La réception qu’on éprouve de la part des femmes dans une famille, détermine généralement celle qu’on doit attendre de la famille entière. J’avais rempli mes fonctions de secrétaire-interprète à la satisfaction générale (peut-être aussi les amusais-je par ma conversation) ; enfin, je fus pressé de rester, avec une cordialité à laquelle je ne pus résister bien fort. Je couchais avec les frères, la seule chambre vacante étant dans l’appartement des jeunes femmes ; mais du reste j’étais traité comme on ne doit pas avoir la prétention de l’être, avec une bourse aussi légère que la mienne, comme si ma science eût suffi pour me faire croire « de bonne famille. » C’est ainsi que je vécus trois jours et une partie du quatrième : et les marques d’amitié dont ils me comblaient, me prouvent qu’ils m’auraient gardé jusqu’à présent si leur volonté avait suffi pour cela. Mais, le dernier jour, je m’aperçus à déjeuner qu’ils voulaient me dire quelque chose qui les embarrassait ; et, en effet, l’un des jeunes gens m’expliqua que leurs parents étaient partis, la veille de mon arrivée, pour une assemblée annuelle de méthodistes qui se tenait à Caernarvon, et qu’ils devaient revenir le jour même ; et s’ils n’étaient pas aussi polis qu’ils devaient l’être, ils me demandaient au nom de tous de ne pas m’en offenser.

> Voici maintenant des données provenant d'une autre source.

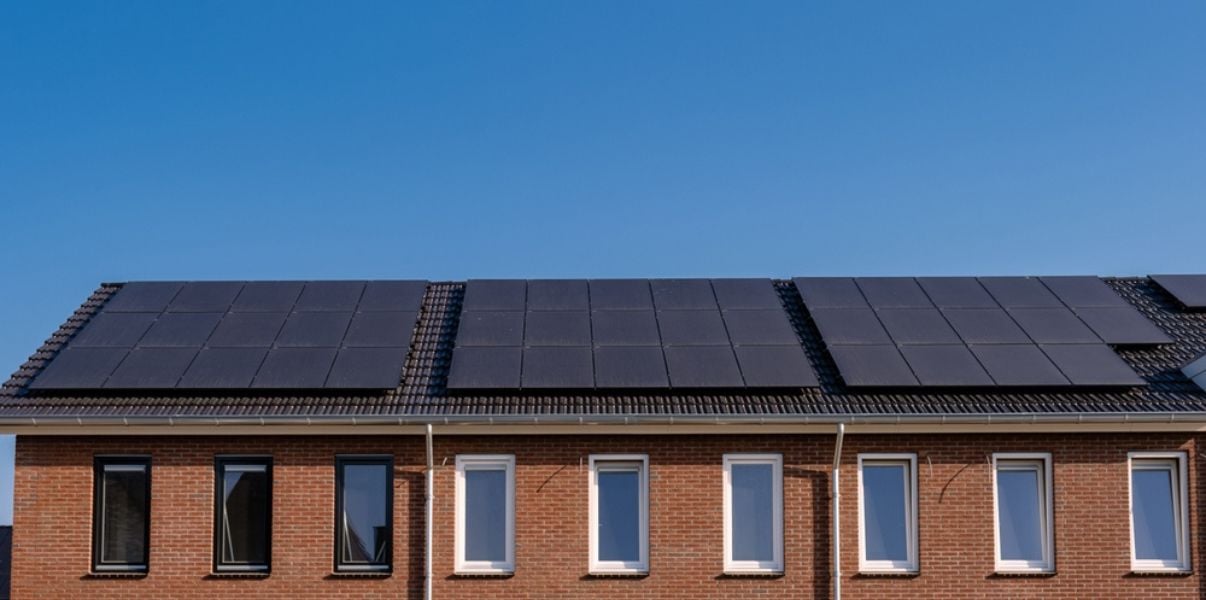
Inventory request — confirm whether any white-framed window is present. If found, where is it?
[1126,452,1189,571]
[859,454,918,572]
[725,454,783,572]
[590,454,649,573]
[993,452,1055,572]
[456,454,515,573]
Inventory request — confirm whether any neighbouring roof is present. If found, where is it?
[0,278,1206,419]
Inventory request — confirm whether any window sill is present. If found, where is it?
[327,571,393,580]
[586,571,649,580]
[720,571,784,580]
[83,571,147,580]
[1126,569,1194,577]
[452,571,515,580]
[205,571,271,580]
[854,571,921,580]
[993,571,1056,578]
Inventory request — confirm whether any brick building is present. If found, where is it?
[0,276,1206,599]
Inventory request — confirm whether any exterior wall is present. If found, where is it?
[13,434,1206,600]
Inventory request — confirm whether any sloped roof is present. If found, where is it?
[0,278,1206,419]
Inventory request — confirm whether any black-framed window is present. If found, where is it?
[92,457,151,572]
[335,455,393,571]
[213,457,273,572]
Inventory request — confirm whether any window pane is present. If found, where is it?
[100,465,147,565]
[730,464,774,561]
[219,465,271,565]
[598,470,640,561]
[996,469,1043,560]
[1131,469,1178,560]
[340,464,390,563]
[464,469,507,563]
[862,465,908,560]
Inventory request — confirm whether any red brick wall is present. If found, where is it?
[13,435,1206,599]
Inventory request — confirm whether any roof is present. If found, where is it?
[0,277,1206,419]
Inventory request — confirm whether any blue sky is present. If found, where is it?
[0,0,1206,522]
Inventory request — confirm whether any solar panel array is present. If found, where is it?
[447,280,818,389]
[795,277,1157,387]
[30,281,427,390]
[1152,275,1206,310]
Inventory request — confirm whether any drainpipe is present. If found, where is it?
[832,423,845,600]
[423,423,435,600]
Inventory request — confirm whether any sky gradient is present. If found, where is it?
[0,0,1206,523]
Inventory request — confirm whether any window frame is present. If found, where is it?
[455,454,515,575]
[1126,451,1193,572]
[213,454,275,573]
[722,452,783,573]
[333,454,393,572]
[587,454,649,575]
[993,452,1055,572]
[859,452,920,573]
[92,454,151,573]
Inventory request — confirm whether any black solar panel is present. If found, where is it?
[795,277,1143,387]
[901,343,993,387]
[527,280,591,311]
[649,280,716,311]
[1042,343,1143,386]
[830,346,918,387]
[1076,306,1172,346]
[523,311,591,347]
[168,281,242,312]
[31,281,426,389]
[855,277,933,308]
[521,347,595,388]
[665,346,745,388]
[792,277,871,304]
[595,346,669,388]
[105,348,198,389]
[712,280,783,311]
[105,281,185,312]
[917,277,1000,308]
[1152,275,1206,310]
[971,343,1070,387]
[176,347,268,389]
[447,280,816,389]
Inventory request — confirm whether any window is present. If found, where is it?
[456,454,515,573]
[1129,452,1189,571]
[725,454,783,572]
[859,454,918,572]
[213,457,273,571]
[590,454,649,573]
[335,457,393,571]
[993,453,1055,572]
[92,457,151,571]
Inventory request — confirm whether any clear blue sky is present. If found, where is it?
[0,0,1206,522]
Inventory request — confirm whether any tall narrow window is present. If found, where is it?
[725,454,783,572]
[1129,452,1189,571]
[92,457,151,571]
[456,454,515,573]
[335,457,393,571]
[213,457,273,571]
[993,453,1055,572]
[590,454,649,573]
[859,454,918,572]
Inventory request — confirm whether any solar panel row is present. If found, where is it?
[795,277,1148,387]
[30,281,427,389]
[449,280,816,389]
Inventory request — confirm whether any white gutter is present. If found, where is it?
[0,412,1206,428]
[832,423,845,600]
[423,423,435,600]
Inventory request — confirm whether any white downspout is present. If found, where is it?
[832,423,845,600]
[423,423,435,600]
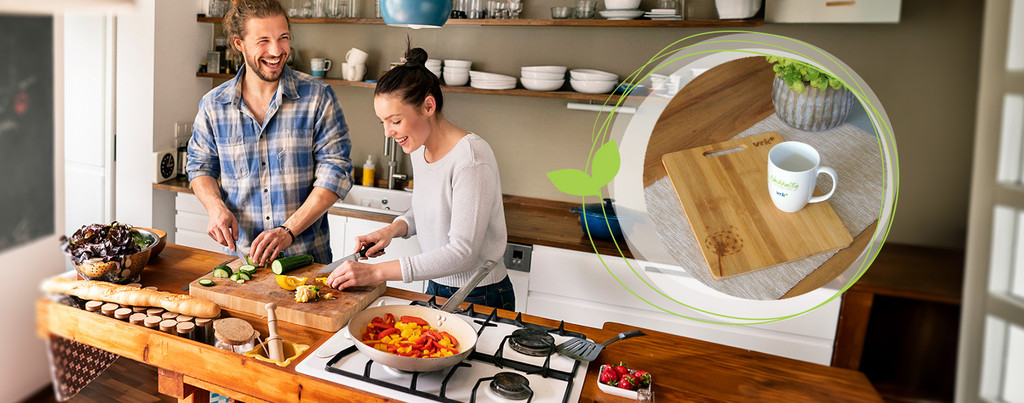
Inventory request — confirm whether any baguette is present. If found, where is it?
[43,277,220,318]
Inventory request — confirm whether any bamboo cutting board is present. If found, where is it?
[188,260,385,331]
[662,132,853,279]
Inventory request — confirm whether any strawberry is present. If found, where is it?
[633,369,650,388]
[600,366,618,387]
[618,373,638,391]
[611,361,630,376]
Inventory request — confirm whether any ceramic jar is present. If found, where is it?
[771,77,856,132]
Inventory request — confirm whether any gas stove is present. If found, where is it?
[295,297,588,402]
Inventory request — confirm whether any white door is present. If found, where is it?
[956,0,1024,402]
[63,14,114,270]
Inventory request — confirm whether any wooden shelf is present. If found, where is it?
[196,16,764,28]
[196,73,620,103]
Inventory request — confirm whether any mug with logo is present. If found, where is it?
[768,141,839,213]
[309,57,331,77]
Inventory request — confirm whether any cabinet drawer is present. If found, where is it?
[765,0,900,23]
[174,192,208,216]
[526,292,833,365]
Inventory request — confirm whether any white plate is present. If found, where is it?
[469,81,515,90]
[598,10,644,19]
[595,365,654,400]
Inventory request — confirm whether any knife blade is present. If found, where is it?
[316,242,384,274]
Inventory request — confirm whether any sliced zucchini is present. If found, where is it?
[270,255,313,274]
[213,265,231,278]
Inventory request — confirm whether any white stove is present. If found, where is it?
[295,297,587,402]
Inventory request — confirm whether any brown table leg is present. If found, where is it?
[157,368,210,403]
[831,290,874,370]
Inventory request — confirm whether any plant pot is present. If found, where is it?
[771,77,856,132]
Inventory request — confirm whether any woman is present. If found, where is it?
[328,48,515,310]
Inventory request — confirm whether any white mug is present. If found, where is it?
[345,48,370,64]
[768,141,839,213]
[342,63,367,81]
[309,57,332,77]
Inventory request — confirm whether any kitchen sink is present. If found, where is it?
[334,185,413,216]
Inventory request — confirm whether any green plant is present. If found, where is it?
[768,56,843,94]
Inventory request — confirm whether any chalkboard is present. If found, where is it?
[0,15,57,253]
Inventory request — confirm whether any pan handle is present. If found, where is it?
[441,260,498,313]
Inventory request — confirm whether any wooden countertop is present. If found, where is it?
[36,244,881,402]
[153,179,633,258]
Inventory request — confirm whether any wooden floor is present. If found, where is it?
[24,357,177,403]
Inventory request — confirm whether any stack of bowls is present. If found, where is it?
[569,69,618,94]
[443,59,473,87]
[519,65,567,91]
[423,58,441,79]
[469,72,516,90]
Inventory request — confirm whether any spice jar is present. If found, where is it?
[213,318,256,354]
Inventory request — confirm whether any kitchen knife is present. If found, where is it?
[316,242,384,274]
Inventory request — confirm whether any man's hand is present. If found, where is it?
[206,207,239,251]
[249,227,292,266]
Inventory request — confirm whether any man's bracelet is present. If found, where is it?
[274,225,295,242]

Les parents revinrent avec des visages grognons, et « dym sassenach » (il n’est pas anglais) fut tout ce que je pus obtenir pour réponse à mes politesses. Je vis de quoi il s’agissait ; et prenant congé de mes jeunes hôtes, je continuai ma route ; car, bien qu’ils plaidassent auprès de leurs parents avec zèle en ma faveur, et qu’ils voulussent auprès de moi excuser leurs parents eux-mêmes, en me disant que « c’était leur manière », je compris aisément que mon talent pour les lettres d’amour ne me réussirait pas beaucoup mieux auprès de deux braves sexagénaires, de plus méthodistes, que mes saphiques ou mes alcaïques grecs ; et ce qui avait été de l’hospitalité, lorsque je devais tout à l’aimable courtoisie de mes jeunes amis, devenait de la charité avec la rude allure de ces vieilles têtes. Certes, M. Shelley a raison dans ses réflexions sur la vieillesse ; à moins qu’elle ne soit puissamment contrebalancée par des agents de nature contraire, son souffle stérile corrompt et dessèche misérablement tout noble élan du cœur humain.
J’eus presque aussitôt, par des moyens qui sont indifférents au lecteur, l’occasion d’aller à Londres. Et alors commença la dernière et la plus triste période de mes longues souffrances, que je pourrais appeler mon agonie.